送到了罗素,我只身回到宿舍,拿钥匙打开门才发现,屋里一个人都没有,邢宁早搬回自己系里的宿舍了;陆冰不用说常年找不到人,彭嫣从待产开始就搬回家了,纪小晨不知道又在哪个教室里通宵学习,连陈萌萌最近也因为生病回家休养,我失落地想,真是到了毕业季,大家如飞鸟离巢,终于要散了。

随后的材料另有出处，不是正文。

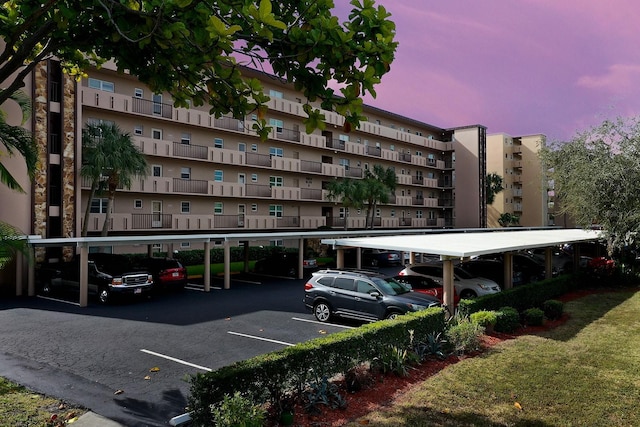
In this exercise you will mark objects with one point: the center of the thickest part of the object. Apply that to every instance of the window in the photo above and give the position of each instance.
(101, 85)
(275, 210)
(99, 205)
(276, 181)
(278, 125)
(276, 152)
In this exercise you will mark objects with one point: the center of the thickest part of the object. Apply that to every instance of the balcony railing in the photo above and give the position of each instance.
(148, 221)
(288, 221)
(353, 172)
(288, 134)
(257, 190)
(190, 186)
(309, 166)
(374, 151)
(188, 150)
(256, 159)
(151, 108)
(336, 144)
(311, 194)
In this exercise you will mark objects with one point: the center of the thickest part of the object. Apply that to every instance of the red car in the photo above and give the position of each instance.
(427, 286)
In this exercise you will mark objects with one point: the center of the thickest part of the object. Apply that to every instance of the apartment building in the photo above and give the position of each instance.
(214, 175)
(526, 192)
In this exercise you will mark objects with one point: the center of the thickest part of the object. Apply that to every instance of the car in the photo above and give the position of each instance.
(168, 273)
(427, 286)
(361, 295)
(466, 284)
(108, 275)
(284, 264)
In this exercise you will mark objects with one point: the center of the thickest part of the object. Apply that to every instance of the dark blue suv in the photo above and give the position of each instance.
(361, 295)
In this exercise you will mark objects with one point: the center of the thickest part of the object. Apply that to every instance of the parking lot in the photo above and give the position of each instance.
(129, 361)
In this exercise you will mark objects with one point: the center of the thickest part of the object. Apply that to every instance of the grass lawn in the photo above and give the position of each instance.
(21, 408)
(583, 373)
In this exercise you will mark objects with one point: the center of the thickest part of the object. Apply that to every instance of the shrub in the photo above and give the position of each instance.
(464, 335)
(533, 317)
(508, 320)
(237, 411)
(485, 318)
(553, 309)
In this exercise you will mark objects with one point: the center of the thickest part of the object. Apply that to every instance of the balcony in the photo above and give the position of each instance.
(197, 186)
(150, 221)
(257, 190)
(256, 159)
(151, 108)
(191, 151)
(309, 166)
(336, 144)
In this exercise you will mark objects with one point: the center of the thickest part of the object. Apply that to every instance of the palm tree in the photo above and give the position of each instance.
(349, 191)
(110, 160)
(378, 184)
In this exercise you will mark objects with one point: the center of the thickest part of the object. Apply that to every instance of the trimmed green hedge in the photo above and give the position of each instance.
(267, 378)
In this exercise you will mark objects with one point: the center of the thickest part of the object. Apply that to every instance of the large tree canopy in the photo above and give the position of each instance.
(192, 49)
(596, 177)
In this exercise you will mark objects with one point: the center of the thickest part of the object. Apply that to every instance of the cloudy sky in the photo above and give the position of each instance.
(516, 66)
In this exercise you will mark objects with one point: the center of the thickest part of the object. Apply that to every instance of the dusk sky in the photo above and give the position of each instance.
(516, 66)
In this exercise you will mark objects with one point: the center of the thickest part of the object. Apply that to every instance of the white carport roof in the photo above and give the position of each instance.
(471, 243)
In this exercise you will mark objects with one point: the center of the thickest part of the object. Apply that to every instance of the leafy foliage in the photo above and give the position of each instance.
(595, 177)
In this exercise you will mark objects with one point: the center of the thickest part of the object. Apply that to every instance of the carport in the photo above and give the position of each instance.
(463, 244)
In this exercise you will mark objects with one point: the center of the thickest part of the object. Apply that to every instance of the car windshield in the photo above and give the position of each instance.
(390, 286)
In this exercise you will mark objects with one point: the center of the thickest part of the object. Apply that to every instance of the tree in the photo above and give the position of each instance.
(110, 161)
(494, 186)
(350, 192)
(378, 184)
(596, 176)
(193, 49)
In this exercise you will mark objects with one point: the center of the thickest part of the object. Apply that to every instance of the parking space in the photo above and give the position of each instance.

这样冷冷清清的宿舍和往日大不相同,以前我们都叽叽喳喳地聊八卦,什么谁和谁好了,哪个系又出了师生恋,甚至还会卧谈床帷里的事,像观音坐莲、老汉推车这些词我都是这么学来的。现在呢,姑娘们玩玩笑笑的画面一幅幅的,只能在脑海里快速闪回,我合衣躺在床上寂寞得竟然失眠了。
拿起手机刚想发短信给雷战,就看他的信息就过来了:到宿舍了吗,睡了吗。
秒回他没睡,问他在做什么。
然后关了灯,我钻进被窝翻看手里里存的旧信息。上一次和雷战用短信聊天都是半年多前了,那会刚去游戏公司上班,举目无亲无所事事,只能发信息求他陪陪我,那会论天的发信息,多半是些没营养的话,我甚至还编了首打油诗逗他:
雷家有兽立床头,
宽脸大耳黑黝黝。
若问你在做什么?
抓耳挠腮总犯轴。
雷战爱生起床气,所以我就作诗一首说他是兽,他收到之后乐不可支,不会写诗骂回来,攒着心情晚上在床上全数讨回,不过从那时候开始,他的起床气确实有所控制,再也没有黑着脸吃完早餐直接去上班的时候了。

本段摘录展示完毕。